Archives mensuelles : novembre 2012

Il faut sauver le soldat cardio ! (et n=1 sur l’activité physique)

L’activité c’est ce qui sépare l’homme du légume ; qu’elle soit cérébrale, ou physique. Faire fonctionner son cerveau aussi bien que son corps est donc vital pour nous : Mens Sana In Corpore Sano…je ne vous apprends rien.

Se remuer, oui, mais comment ?

Cela dépend de vous, de vos goûts, de votre passé, de votre état physique actuel, de vos objectifs. Pas de quoi dégager une règle d’or, valable en tout temps,  tout lieu. Arts martiaux, sports collectifs, sports de combats, crossfit, musculation classique, il n’y a pas réellement de contre-indication, sauf médicale, bien entendu.

Le point de vue paléo sur la question distingue 3 catégories d’activités physiques : seules 2 sont recommandées, et la troisième, à éviter.

Bon…l’infographie n’est pas mon truc.

Cette zone interdite, c’est quoi, exactement ? Les activités « modérément exigeantes », ce qu’on appelle traditionnellement par les efforts d’endurance, le cardio-training. On sort par exemple de la zone de « confort » si en courant vous ne pouvez pas parler : c’est là que commence le cardio chronique, qui est le type d’effort ostracisé par la communauté paléo.

C’est aussi un effort constant, régulier, effectué suffisamment longtemps. Un footing de 45 mn, par exemple. Ou un marathon, ce qui est la forme la plus extrême du cardio chronique. D’ailleurs Art de Vany s’est fait une spécialité de  vilipender le méchant cardio, en faisant un recensement quelque peu morbide lors des marathons, pour illustrer son point de vue scientifique très conceptuel, voire artistique (petit rappel que j’ai résumé ici).

Le cardio est aussi mis à l’index par l’inévitable Mark Sisson sur son blog,  dont je résume brièvement les méfaits par une rapide traduction :

Les coût du travail aérobie chonique (et répétitif) à moyen et haut niveau :
– Cela requiert de plus grandes quantité de glucides (DU SUCRE)
– Cela diminue l’efficacité du métabolisme des graisses
– Cela augmente l’hormone du stress, le cortisol
– Cela augmente l’inflammation systémique
– Cela augmente les dommages oxydatifs (production de radicaux libres)
– Et c’est ennuyeux !
Quelle horreur…si cela est avéré, je comprends son point de vue. Encore que le côté ennuyeux n’engagent que lui…même si j’ai tendance à y souscrire, ma propre expérience étant en accord.

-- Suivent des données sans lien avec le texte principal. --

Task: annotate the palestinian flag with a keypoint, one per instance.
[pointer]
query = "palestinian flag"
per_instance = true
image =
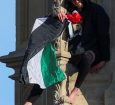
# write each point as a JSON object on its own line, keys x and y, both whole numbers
{"x": 40, "y": 64}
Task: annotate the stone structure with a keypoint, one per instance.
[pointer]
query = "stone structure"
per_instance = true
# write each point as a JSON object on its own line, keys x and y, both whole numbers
{"x": 97, "y": 89}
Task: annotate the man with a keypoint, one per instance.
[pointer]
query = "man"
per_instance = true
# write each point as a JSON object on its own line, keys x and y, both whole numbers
{"x": 94, "y": 40}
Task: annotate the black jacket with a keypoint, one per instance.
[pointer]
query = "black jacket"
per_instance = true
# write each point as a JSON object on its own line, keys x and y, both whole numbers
{"x": 95, "y": 33}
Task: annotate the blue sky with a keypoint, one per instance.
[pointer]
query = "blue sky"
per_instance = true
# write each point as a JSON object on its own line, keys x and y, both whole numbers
{"x": 7, "y": 44}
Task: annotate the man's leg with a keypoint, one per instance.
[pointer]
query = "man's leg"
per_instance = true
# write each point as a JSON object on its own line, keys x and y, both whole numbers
{"x": 84, "y": 66}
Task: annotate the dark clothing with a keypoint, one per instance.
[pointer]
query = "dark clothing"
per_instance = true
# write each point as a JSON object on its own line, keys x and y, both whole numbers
{"x": 34, "y": 94}
{"x": 95, "y": 30}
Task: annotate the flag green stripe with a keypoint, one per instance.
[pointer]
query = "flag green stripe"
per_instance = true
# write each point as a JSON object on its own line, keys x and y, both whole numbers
{"x": 49, "y": 66}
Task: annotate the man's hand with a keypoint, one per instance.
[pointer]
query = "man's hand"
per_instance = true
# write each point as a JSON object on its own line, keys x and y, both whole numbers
{"x": 96, "y": 68}
{"x": 62, "y": 14}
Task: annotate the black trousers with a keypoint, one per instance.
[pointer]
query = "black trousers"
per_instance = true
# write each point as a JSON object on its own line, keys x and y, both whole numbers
{"x": 82, "y": 62}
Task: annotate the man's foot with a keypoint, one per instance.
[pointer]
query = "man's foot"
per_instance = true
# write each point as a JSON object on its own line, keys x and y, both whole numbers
{"x": 28, "y": 103}
{"x": 72, "y": 96}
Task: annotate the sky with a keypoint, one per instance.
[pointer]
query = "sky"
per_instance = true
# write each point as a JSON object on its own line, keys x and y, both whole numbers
{"x": 7, "y": 44}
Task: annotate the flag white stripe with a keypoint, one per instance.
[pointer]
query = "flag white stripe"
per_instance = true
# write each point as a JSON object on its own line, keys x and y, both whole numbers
{"x": 34, "y": 70}
{"x": 34, "y": 64}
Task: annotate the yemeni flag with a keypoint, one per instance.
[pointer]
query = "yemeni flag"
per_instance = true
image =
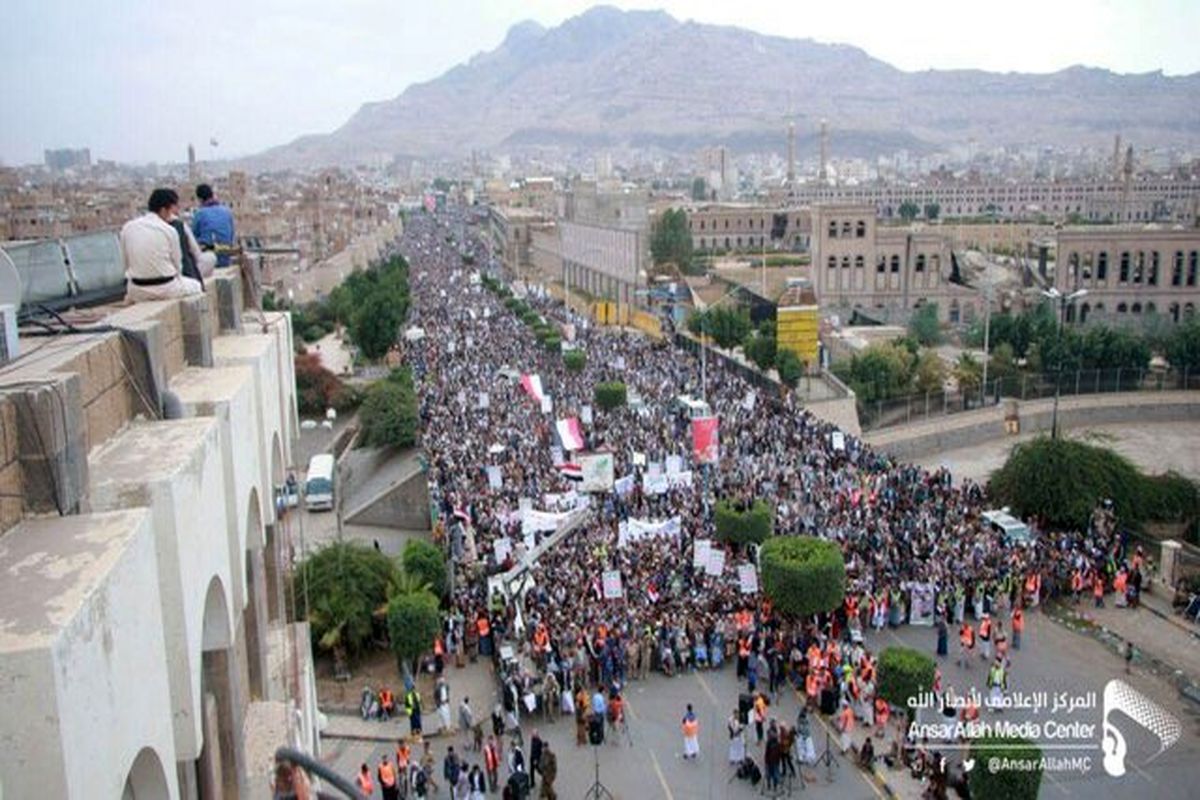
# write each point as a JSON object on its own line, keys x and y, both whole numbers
{"x": 570, "y": 433}
{"x": 532, "y": 384}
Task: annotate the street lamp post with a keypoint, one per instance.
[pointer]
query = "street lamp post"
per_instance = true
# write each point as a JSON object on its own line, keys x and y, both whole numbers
{"x": 1063, "y": 301}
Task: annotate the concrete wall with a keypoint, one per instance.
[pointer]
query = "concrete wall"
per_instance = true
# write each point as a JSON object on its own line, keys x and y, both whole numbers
{"x": 955, "y": 431}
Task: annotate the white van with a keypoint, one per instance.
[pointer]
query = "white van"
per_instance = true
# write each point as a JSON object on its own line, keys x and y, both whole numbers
{"x": 318, "y": 488}
{"x": 691, "y": 408}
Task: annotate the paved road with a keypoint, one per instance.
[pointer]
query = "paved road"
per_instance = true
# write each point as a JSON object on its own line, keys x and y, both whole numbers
{"x": 1054, "y": 659}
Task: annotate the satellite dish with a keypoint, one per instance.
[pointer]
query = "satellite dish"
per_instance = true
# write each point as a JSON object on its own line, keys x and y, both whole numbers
{"x": 10, "y": 282}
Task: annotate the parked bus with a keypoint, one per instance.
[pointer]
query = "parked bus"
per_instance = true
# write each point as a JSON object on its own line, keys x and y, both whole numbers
{"x": 318, "y": 488}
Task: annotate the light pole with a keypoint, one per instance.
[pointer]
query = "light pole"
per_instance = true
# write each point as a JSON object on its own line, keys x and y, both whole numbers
{"x": 1063, "y": 301}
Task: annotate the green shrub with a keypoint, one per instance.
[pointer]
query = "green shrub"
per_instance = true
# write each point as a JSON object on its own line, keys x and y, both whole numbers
{"x": 610, "y": 395}
{"x": 341, "y": 585}
{"x": 389, "y": 415}
{"x": 425, "y": 563}
{"x": 803, "y": 575}
{"x": 1005, "y": 783}
{"x": 574, "y": 360}
{"x": 904, "y": 673}
{"x": 741, "y": 527}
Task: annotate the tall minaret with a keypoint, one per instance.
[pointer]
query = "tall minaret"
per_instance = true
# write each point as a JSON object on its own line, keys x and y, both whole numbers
{"x": 791, "y": 154}
{"x": 825, "y": 151}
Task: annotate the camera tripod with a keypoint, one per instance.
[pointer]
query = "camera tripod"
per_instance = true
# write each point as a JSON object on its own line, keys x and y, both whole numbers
{"x": 598, "y": 791}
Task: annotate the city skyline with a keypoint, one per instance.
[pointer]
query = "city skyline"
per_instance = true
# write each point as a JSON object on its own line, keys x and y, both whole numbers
{"x": 136, "y": 85}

Et bien sûr les autres types d’activités sont vues comme bénéfiques.
Est-ce aussi simple que cela ? Non, répond un bloggueur américain, marathonien de son état, amateur de Mark’s Daily Apple en citant quelques études s’opposant à chacun des points soulevés par Sisson…et surtout il pointe comme le surentrainement et non le simple exercice aérobique : ses niveaux de cortisol sont parfaits…! Et il finit par retourner les arguments évolutionnistes cher à Sisson où à De Vany, dans un sens favorable au cardio.
On pourrait presque penser que la croisade anticardio de Mark est une haine de soi…il a été marathonien, après tout. De même que le bloggueur de Strength Running, Philippe de PaleoPhilo est aussi marathonien, et friand d’informations provenant du milieu primal.
Concrètement, en dehors d’objectifs sportifs ou de compétition, qu’en conclure pour la vie de tout les jours ?
Ne vous surentrainez pas.
Pratiquez de l’activité physique régulièrement.*
Variez les plaisirs : endurance, résistance, activités tranquilles.
Ne sous-estimez pas l’importance de chacun des types d’activités.
Pour le cardio, ne faites pas systématiquement du cardio dur du type à 80/85% de votre fréquence cardiaque, privilégiez une forme plus douce où vous pouvez continuer de parler tout en courant, nageant ou pédalant.
Ne dramatisez pas pour une ou deux semaines sans entrainement.
Faites des choses qui vous plaisent, en groupe, ou en solo.
Si vous sentez qu’une activité vous est contreproductive, diminuez sa fréquence.
A noter que le concept d’irrégularité chère à De Vany exclut le cardio moyen, mais je le soupçonne d’être très actif, de ne pas être franchement sédentaire, ce qui lui permet de compenser « le manque de footing de 45mn » en marchant souvent, bricolant etc. Si comme moi vous bossez dans un bureau, peut-être que le cardio n’est pas à jeter aux orties comme le prétend Jason de Strength Running…voir aussi plus loin dans le présent article.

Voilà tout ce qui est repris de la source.